Work toward a balanced diet with plenty of fruits, vegetables, grains, and a moderate amount of protein each day. Adding fiber, such as whole grain bread and cereal products, raw, unpeeled fruits and vegetables and dried beans to the diet can reduce cholesterol levels by 6 to 19 percent.
9. Monitor circulation problems.
Ask your doctor if you have circulation problems, which increase your risk for stroke.
Strokes can be caused by problems with your heart, arteries and veins, or the blood that flows through them. Together, they are your circulation system. Your doctor can check to see if you have problems in the circulation supplying blood to your brain.
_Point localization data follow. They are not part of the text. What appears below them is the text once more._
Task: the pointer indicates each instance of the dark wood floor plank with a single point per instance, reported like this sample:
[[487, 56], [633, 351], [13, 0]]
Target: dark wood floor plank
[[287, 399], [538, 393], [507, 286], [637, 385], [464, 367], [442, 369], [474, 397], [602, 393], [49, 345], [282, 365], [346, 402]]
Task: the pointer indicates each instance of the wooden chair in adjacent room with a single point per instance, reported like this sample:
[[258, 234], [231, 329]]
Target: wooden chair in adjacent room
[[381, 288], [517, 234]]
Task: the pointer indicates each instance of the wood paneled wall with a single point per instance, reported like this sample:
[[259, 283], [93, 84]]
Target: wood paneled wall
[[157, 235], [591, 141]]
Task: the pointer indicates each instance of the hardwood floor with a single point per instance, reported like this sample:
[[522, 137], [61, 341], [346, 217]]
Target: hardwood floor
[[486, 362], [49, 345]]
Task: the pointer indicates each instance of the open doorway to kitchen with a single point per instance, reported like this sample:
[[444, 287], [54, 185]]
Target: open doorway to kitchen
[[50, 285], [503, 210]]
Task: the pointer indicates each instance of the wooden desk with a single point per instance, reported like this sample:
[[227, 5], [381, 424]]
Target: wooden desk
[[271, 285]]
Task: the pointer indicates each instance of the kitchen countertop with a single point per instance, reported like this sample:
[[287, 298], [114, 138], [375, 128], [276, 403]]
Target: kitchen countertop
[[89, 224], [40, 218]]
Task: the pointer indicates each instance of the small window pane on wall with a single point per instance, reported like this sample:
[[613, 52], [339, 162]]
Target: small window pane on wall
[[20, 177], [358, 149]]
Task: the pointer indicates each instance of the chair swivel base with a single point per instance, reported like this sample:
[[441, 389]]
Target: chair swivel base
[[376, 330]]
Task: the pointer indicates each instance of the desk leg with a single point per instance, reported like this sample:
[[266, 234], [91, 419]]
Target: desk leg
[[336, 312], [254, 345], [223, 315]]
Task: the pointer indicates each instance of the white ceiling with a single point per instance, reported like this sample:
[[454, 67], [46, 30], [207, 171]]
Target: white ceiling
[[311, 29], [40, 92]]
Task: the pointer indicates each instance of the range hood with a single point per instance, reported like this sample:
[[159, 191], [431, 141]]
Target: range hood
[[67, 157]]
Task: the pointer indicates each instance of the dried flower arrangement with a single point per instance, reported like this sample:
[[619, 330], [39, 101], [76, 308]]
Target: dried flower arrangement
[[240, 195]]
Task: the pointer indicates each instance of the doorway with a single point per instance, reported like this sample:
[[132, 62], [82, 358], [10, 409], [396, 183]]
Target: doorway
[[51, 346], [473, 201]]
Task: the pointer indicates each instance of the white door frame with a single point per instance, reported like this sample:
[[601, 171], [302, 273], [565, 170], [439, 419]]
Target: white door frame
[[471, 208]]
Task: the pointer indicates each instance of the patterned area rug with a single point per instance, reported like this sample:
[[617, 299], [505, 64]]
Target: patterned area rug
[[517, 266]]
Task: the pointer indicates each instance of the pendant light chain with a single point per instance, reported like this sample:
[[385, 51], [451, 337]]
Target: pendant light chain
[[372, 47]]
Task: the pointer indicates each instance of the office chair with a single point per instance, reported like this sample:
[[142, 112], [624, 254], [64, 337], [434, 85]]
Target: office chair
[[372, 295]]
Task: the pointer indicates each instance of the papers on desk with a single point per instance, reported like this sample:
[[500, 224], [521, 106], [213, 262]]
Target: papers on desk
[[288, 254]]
Fatty deposits - caused by atherosclerosis or other diseases - can block the arteries, which carry blood from your heart to your brain. These arteries, located on each side of your neck, are called carotid and vertebral arteries. This kind of blockage, if left untreated, can cause a stroke.
You can be tested for this problem by your doctor. Your doctor can listen to your arteries just as he listens to your heart, or look at ultrasound or MRI images.
If you have blood problems such as sickle cell disease, severe anemia, or other diseases, work with your doctor to manage these problems. Left untreated, they can cause stroke. Circulation problems usually can be treated with medications. If your doctor prescribes aspirin, warfarin, ticlopidine, clopidogrel, dipyridamole, or other medicine for circulation problems, take it exactly as prescribed. Occasionally, surgery is necessary to correct circulation problems such as a blocked artery.
Symptoms of a Stroke
If you have any stroke symptoms, call 911 immediately
-- Sudden numbness or weakness of face, arm or leg - especially on one side of the body.
-- Sudden confusion, trouble speaking or understanding.
-- Sudden trouble seeing in one or both eyes.
-- Sudden difficulty walking, dizziness, loss of balance or coordination.
-- Sudden severe headache with no known cause.
If you experience any of these symptoms, you may have had a TIA or mini- stroke. Ask your doctor if you can lower your risk for stroke by taking aspirin, or by other means.